The government deserves to be complimented for making sure that the inflation target is not part of the law. It is reassuring that as far as setting the inflation target is concerned, the government has not made the same mistake that the Congress is committing by irrationally demanding the inclusion of the goods and services tax (GST) rate in the Constitution Amendment Bill and which the government has rightly rejected. The Fiscal Responsibility and Budget Management Act too did not have the fiscal deficit target included in the law itself. A periodic review of the inflation target after five years should serve the purpose, as long as necessary notifications in this regard are routinely gazetted. It is equally important to recognise that, contrary to apprehensions in certain quarters, the central bank's autonomy is unlikely to be undermined by the new provisions in the RBI Act. The government would determine the inflation rate in consultation with the RBI and that is how the new monetary policy framework should be operated.

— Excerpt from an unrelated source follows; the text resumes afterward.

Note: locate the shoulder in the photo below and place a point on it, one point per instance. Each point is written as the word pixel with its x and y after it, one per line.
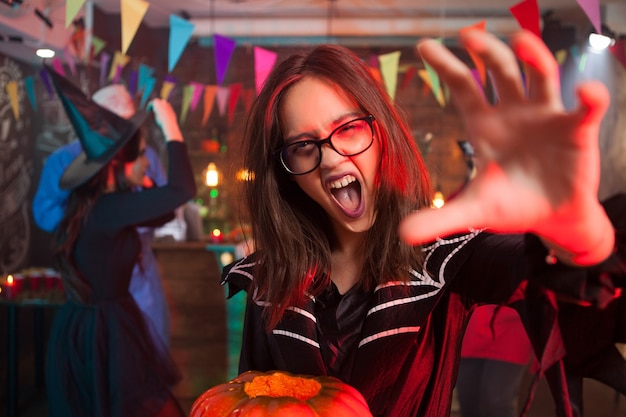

On the whole, the new arrangement is a step in the right direction. The RBI governor will chair the six-member monetary policy committee and he will also have a casting vote in case no majority view on the monetary policy stance emerges. Sufficient transparency is also ensured by making public the resolution adopted by the Committee even as its proceedings would be kept confidential. The composition is such that the Governor can always assert his moral right to guide the direction of the policy to help the central bank meet its commitment to achieve the inflation target even while ensuring growth - which is the broad objective of monetary policy.

The only doubt pertains to the manner in which the three experts would be appointed. The amended law stipulates that three members will be selected through a search-cum-selection committee to be headed by the Cabinet secretary. Interestingly, this committee has a preponderance of government nominees and the RBI governor, though represented on it, is only a member. The real challenge, therefore, would be to identify and appoint the three external members, who should not only be erudite in the areas of banking, finance and monetary policy, but also enjoy integrity beyond doubt. They are also not expected to have any interests or associations with banks or any links with entities that may be under scrutiny for financial irregularities. Identifying such candidates will not be easy. The real challenge for the monetary policy framework will, therefore, be to ensure the quality and integrity of the three external members on the Committee, who will play a key role in helping it frame a monetary policy that is appropriate for the economy.